“The chaff and flare-dispensing system has been mounted on all destroyers and warships which are equipped with missile-launchers, including Damavand destroyer,” Sayyari said on Saturday.
“Any system which has been developed to be used in war will be mounted on all warships after passing the relevant tests successfully and the chaff and flare-dispensing system which is known for diverting incoming missiles is also in this category,” he added.
Last year, the Iranian Navy equipped its home-made Jamaran destroyer with chaff and flare-dispensing systems to divert the missiles fired by other vessels or enemies’ fighter jets.
The system was mounted behind a 76-mm artillery, named Fajr 27, on the deck of the destroyer.

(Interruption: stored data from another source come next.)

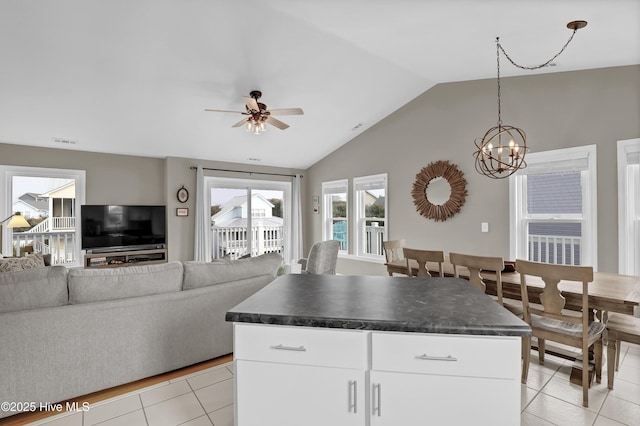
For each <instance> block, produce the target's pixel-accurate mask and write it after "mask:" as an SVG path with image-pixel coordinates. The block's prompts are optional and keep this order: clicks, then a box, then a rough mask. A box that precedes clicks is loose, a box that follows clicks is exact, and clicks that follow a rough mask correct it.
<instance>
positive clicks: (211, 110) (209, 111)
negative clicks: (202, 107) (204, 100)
mask: <svg viewBox="0 0 640 426" xmlns="http://www.w3.org/2000/svg"><path fill="white" fill-rule="evenodd" d="M205 111H208V112H232V113H234V114H246V112H244V111H229V110H226V109H205Z"/></svg>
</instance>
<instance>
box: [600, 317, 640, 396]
mask: <svg viewBox="0 0 640 426" xmlns="http://www.w3.org/2000/svg"><path fill="white" fill-rule="evenodd" d="M606 330H607V334H606V338H607V386H608V387H609V389H613V376H614V374H615V372H616V371H618V366H619V364H620V343H621V342H629V343H635V344H636V345H640V318H636V317H634V316H632V315H625V314H618V313H609V314H608V318H607V328H606Z"/></svg>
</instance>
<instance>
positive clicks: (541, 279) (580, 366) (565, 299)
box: [385, 257, 640, 385]
mask: <svg viewBox="0 0 640 426" xmlns="http://www.w3.org/2000/svg"><path fill="white" fill-rule="evenodd" d="M505 265H506V266H513V262H508V263H507V262H505ZM385 266H386V267H387V272H388V274H389V275H390V276H393V274H401V275H408V267H407V262H406V260H404V259H402V260H400V261H395V262H387V263H385ZM409 267H411V269H412V274H414V275H415V273H416V272H417V270H418V264H417V262H414V261H410V263H409ZM427 269H428V270H429V272H430V273H431V274H432V275H433V276H438V275H437V274H438V264H437V263H430V262H428V263H427ZM511 269H513V268H511ZM442 274H443V276H445V277H452V276H454V275H455V274H454V268H453V265H452V264H451V263H450V262H449V259H448V257H447V258H445V262H444V263H443V266H442ZM480 275H481V276H482V279H483V281H484V283H485V285H486V290H485V292H486V293H487V294H489V295H492V296H495V295H497V278H496V272H495V271H482V272H480ZM458 276H459V277H461V278H467V279H468V278H469V270H468V269H467V268H465V267H462V266H459V267H458ZM501 278H502V296H503V298H508V299H516V300H522V290H521V282H520V279H521V277H520V274H519V273H518V272H517V271H515V270H503V271H501ZM526 282H527V295H528V298H529V302H530V303H537V304H540V303H541V301H540V295H541V294H542V291H543V290H544V282H543V281H542V279H541V278H540V277H534V276H527V280H526ZM558 289H559V290H560V291H561V292H562V295H563V296H564V297H565V309H570V310H575V311H580V310H582V282H576V281H560V282H559V283H558ZM588 291H589V307H590V308H591V311H590V316H595V317H597V318H599V319H600V320H601V321H603V322H606V318H607V314H608V313H609V312H618V313H622V314H627V315H633V314H634V312H635V310H636V309H640V308H638V306H640V276H632V275H620V274H615V273H610V272H594V273H593V281H591V282H590V283H589V285H588ZM532 348H533V349H534V350H537V349H538V348H537V344H535V342H532ZM545 352H546V353H549V354H552V355H555V356H559V357H561V358H565V359H568V360H573V361H575V362H574V365H573V369H572V372H571V376H570V381H571V382H572V383H575V384H578V385H581V384H582V374H581V369H582V366H581V362H580V361H579V358H578V359H576V354H575V353H574V352H571V351H566V350H565V349H564V348H561V347H556V346H555V345H553V343H552V344H551V345H549V344H547V345H546V348H545ZM579 356H581V355H578V357H579ZM590 358H592V354H591V355H590ZM590 381H591V379H590Z"/></svg>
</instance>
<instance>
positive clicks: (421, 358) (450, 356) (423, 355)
mask: <svg viewBox="0 0 640 426" xmlns="http://www.w3.org/2000/svg"><path fill="white" fill-rule="evenodd" d="M416 359H422V360H425V361H457V360H458V358H455V357H452V356H451V355H447V356H431V355H427V354H422V355H418V356H416Z"/></svg>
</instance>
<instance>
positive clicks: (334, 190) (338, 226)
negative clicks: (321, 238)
mask: <svg viewBox="0 0 640 426" xmlns="http://www.w3.org/2000/svg"><path fill="white" fill-rule="evenodd" d="M348 199H349V181H348V180H347V179H341V180H334V181H330V182H322V201H323V203H322V205H323V208H322V240H323V241H327V240H337V241H339V242H340V252H342V253H346V252H347V251H348V250H349V226H348V223H349V222H348V219H347V212H348Z"/></svg>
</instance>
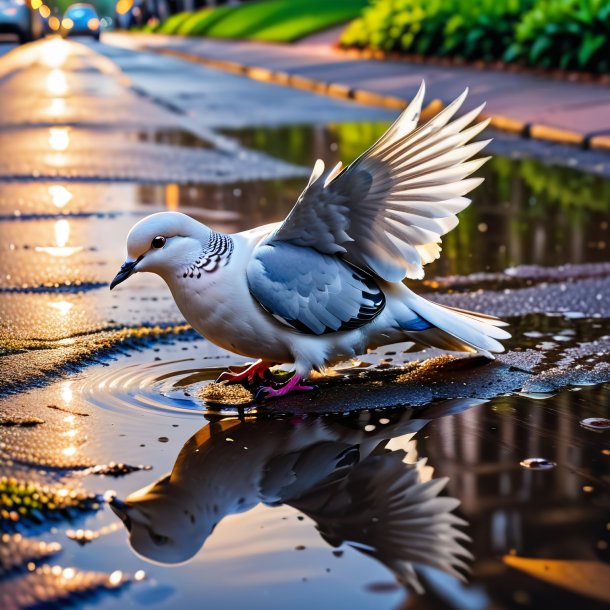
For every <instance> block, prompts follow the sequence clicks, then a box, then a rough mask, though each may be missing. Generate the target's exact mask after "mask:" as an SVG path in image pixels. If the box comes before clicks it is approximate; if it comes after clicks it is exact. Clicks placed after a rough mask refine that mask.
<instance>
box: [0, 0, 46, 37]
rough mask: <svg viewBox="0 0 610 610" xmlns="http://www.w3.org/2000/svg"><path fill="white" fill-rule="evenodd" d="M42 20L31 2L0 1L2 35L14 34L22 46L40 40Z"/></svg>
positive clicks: (0, 19)
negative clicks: (20, 43) (28, 42)
mask: <svg viewBox="0 0 610 610" xmlns="http://www.w3.org/2000/svg"><path fill="white" fill-rule="evenodd" d="M42 33H43V24H42V18H41V16H40V14H39V13H38V11H36V10H34V9H33V8H32V5H31V4H30V2H29V0H28V1H27V2H26V0H0V34H14V35H15V36H17V37H18V38H19V42H20V43H21V44H23V43H25V42H30V41H31V40H36V39H37V38H40V37H41V36H42Z"/></svg>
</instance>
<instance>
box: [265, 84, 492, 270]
mask: <svg viewBox="0 0 610 610" xmlns="http://www.w3.org/2000/svg"><path fill="white" fill-rule="evenodd" d="M466 94H467V90H466V91H464V93H463V94H462V95H461V96H460V97H459V98H457V99H456V100H455V101H454V102H453V103H452V104H450V105H449V106H447V107H446V108H445V109H444V110H442V111H441V112H439V113H438V114H437V115H436V116H435V117H434V118H433V119H431V120H430V121H429V122H428V123H425V124H424V125H422V126H420V127H419V128H417V129H416V125H417V121H418V119H419V116H420V112H421V105H422V101H423V97H424V85H423V83H422V86H421V88H420V90H419V92H418V93H417V95H416V96H415V98H414V99H413V101H412V102H411V104H410V105H409V107H408V108H407V109H406V110H405V111H404V112H403V113H402V115H401V116H400V117H399V118H398V119H397V120H396V122H395V123H394V124H393V125H392V126H391V127H390V129H388V131H387V132H386V133H385V134H384V135H383V136H382V137H381V138H380V139H379V140H378V141H377V142H376V143H375V144H373V146H371V148H369V149H368V150H367V151H366V152H365V153H364V154H363V155H361V156H360V157H359V158H358V159H356V160H355V161H354V162H353V163H352V164H351V165H350V166H349V167H347V168H346V169H345V170H344V171H340V168H341V165H340V164H339V165H338V166H337V167H335V168H334V169H332V170H331V171H329V172H325V171H324V163H323V162H322V161H320V160H318V161H317V162H316V165H315V167H314V170H313V173H312V175H311V178H310V180H309V183H308V185H307V187H306V188H305V190H304V191H303V193H302V194H301V196H300V197H299V199H298V201H297V203H296V205H295V206H294V208H293V209H292V211H291V212H290V214H289V215H288V217H287V218H286V220H285V221H284V222H283V223H282V225H281V226H280V227H279V228H278V229H277V231H276V232H275V233H273V234H272V235H271V236H270V237H269V239H268V240H267V243H277V242H288V243H292V244H296V245H298V246H306V247H309V248H314V249H315V250H317V251H318V252H321V253H323V254H334V255H340V256H342V258H344V259H345V260H347V261H349V262H350V263H352V264H353V265H355V266H357V267H360V268H362V269H367V270H370V271H371V272H373V273H374V274H376V275H377V276H379V277H381V278H383V279H385V280H387V281H391V282H397V281H400V280H402V279H403V278H405V277H409V278H414V279H420V278H422V277H423V276H424V271H423V265H425V264H427V263H429V262H431V261H433V260H435V259H436V258H438V256H439V254H440V242H441V236H442V235H444V234H445V233H447V232H448V231H450V230H451V229H453V227H455V226H456V225H457V223H458V219H457V217H456V214H457V213H458V212H460V211H462V210H463V209H464V208H465V207H466V206H468V204H469V203H470V199H467V198H466V197H464V195H465V194H466V193H468V192H469V191H471V190H472V189H474V188H475V187H476V186H477V185H478V184H480V183H481V182H482V178H470V179H466V176H468V175H470V174H471V173H472V172H474V171H476V170H477V169H478V168H479V167H480V166H481V165H482V164H483V163H484V162H485V161H486V160H487V159H476V160H471V161H468V159H470V158H471V157H472V156H473V155H475V154H476V153H478V152H479V151H480V150H481V149H482V148H483V147H484V146H485V145H486V144H487V143H488V142H489V140H487V141H483V142H474V143H471V144H468V145H467V144H466V143H467V142H468V141H469V140H471V139H472V138H473V137H475V136H476V135H477V134H478V133H480V132H481V131H482V130H483V129H484V128H485V127H486V125H487V123H488V121H483V122H480V123H478V124H475V125H473V126H470V127H468V125H470V123H472V121H473V120H474V119H475V118H476V117H477V115H478V114H479V112H480V111H481V109H482V108H483V106H480V107H479V108H476V109H475V110H473V111H471V112H468V113H466V114H464V115H463V116H461V117H460V118H458V119H456V120H454V121H452V122H449V121H450V119H451V118H452V117H453V116H454V114H455V113H456V112H457V111H458V109H459V108H460V106H461V105H462V103H463V102H464V99H465V98H466Z"/></svg>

Chaff and flares are passive and defensive countermeasures to confuse and divert radar-guided or infrared-guided missiles fired by enemy aircraft, land launchpads and sites and vessels.

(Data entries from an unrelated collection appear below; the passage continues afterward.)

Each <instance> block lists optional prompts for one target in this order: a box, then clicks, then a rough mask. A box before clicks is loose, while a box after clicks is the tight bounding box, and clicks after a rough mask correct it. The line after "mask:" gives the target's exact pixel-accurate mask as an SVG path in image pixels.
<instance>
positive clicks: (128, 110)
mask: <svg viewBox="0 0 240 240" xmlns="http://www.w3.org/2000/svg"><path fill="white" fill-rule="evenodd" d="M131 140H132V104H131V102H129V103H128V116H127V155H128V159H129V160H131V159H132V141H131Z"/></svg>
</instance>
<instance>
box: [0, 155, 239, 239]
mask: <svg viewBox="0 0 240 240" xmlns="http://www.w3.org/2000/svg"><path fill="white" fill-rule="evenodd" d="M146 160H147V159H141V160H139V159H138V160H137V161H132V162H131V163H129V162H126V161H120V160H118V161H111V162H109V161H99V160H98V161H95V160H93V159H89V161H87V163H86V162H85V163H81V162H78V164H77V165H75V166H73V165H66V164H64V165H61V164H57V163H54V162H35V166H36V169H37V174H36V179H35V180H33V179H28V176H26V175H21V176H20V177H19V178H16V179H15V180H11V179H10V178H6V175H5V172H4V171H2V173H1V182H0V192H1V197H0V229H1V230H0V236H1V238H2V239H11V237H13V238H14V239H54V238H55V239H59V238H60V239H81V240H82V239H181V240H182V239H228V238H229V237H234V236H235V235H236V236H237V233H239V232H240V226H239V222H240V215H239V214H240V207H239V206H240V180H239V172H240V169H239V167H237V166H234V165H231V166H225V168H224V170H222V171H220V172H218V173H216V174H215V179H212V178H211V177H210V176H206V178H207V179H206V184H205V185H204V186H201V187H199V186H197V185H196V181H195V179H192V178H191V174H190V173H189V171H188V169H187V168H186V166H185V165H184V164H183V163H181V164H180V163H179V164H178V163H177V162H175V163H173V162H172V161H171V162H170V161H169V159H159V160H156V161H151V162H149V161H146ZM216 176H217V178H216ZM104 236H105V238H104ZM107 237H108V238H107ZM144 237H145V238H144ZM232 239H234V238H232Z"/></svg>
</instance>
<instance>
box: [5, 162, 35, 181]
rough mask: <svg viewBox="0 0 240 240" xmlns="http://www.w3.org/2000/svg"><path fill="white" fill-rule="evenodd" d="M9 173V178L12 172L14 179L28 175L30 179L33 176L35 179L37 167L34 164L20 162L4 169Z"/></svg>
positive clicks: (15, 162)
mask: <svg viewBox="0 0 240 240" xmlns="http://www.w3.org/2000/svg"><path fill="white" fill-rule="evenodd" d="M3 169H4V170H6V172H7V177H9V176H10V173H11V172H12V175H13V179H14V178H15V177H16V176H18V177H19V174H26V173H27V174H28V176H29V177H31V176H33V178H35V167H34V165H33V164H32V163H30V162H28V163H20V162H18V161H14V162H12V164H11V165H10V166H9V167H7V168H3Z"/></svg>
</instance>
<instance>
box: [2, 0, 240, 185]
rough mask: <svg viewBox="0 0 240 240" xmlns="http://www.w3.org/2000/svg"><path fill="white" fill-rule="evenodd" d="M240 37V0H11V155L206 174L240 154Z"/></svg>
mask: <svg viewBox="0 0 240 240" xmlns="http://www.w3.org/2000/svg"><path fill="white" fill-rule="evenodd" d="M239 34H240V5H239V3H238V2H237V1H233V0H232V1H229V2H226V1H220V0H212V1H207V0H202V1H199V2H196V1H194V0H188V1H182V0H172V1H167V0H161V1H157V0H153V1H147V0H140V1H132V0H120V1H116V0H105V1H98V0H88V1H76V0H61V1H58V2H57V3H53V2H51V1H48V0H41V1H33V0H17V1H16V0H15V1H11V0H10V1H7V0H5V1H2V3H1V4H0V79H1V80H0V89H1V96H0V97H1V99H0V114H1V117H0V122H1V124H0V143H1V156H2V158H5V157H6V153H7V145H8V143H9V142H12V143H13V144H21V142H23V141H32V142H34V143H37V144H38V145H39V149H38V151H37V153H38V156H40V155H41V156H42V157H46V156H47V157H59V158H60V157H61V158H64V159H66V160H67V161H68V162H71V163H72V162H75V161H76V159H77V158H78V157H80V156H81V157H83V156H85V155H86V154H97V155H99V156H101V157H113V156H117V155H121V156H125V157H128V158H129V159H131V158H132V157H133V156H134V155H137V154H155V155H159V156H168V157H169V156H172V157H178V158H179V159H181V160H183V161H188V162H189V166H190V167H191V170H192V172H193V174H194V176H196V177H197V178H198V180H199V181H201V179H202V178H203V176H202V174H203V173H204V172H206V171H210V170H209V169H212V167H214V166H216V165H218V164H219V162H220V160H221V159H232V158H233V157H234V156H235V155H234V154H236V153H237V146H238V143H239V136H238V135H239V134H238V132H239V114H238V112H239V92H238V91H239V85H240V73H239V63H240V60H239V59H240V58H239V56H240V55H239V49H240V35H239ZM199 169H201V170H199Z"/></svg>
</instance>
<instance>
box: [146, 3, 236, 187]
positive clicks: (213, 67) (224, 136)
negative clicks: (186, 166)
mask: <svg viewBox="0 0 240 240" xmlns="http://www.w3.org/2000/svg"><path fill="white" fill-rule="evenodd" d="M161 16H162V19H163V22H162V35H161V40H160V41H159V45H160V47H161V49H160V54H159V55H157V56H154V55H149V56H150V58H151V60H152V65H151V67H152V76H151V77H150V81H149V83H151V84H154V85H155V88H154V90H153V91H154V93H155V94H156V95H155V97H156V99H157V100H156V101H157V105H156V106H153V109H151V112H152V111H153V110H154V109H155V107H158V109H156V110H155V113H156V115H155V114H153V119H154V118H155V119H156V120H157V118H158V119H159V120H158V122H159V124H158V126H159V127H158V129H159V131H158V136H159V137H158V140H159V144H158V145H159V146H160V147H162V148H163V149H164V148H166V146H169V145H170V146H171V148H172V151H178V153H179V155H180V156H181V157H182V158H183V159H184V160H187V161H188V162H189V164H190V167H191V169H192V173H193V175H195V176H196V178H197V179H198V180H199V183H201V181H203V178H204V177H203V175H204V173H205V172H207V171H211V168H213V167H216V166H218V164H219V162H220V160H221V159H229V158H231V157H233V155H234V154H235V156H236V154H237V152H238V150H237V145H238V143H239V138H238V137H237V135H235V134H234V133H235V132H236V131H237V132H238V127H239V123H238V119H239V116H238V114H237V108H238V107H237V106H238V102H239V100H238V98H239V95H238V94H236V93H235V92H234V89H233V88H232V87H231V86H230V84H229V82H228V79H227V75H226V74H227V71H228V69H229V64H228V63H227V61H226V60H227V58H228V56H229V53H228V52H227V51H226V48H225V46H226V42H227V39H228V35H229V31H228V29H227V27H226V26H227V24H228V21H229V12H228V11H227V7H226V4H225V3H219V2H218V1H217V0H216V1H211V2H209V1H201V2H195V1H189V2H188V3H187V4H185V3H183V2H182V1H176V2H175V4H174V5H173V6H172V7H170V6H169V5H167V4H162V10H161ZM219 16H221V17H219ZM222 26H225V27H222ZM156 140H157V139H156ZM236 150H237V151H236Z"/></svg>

Damavand joined the country’s fleet of warships in the Caspian Sea in March 2015.
In an interview with FNA at the time, Head of the Self-Sufficiency Jihad Department of the Iranian Navy Rear Admiral Ali Qolamzadeh elaborated on the features and specifications of Damavand, and said, “The 7-story destroyer is 90 meters in length and armed with advanced anti-surface and anti-subsurface weapons and air defense systems to defend itself.”
Noting that the home-made ‘Asr’ phased array radar system, capable of detecting and identifying targets with a radar cross section of 4 meters in a 200km distance, had been mounted on the destroyer, he said, “Base-controlled radars, a highly advanced propulsion and command-and-control systems which enjoy high power and capability are only a few of the systems mounted on Damavand destroyer.”
Qolamzadeh said in addition to combat operations, Damavand could also be used for training and naval missions, adding that it had been equipped with systems to be used for electronic warfare.
“The operational radius of Damavand is so vast that it can sufficiently be used for all naval missions in the Caspian Sea,” he underlined.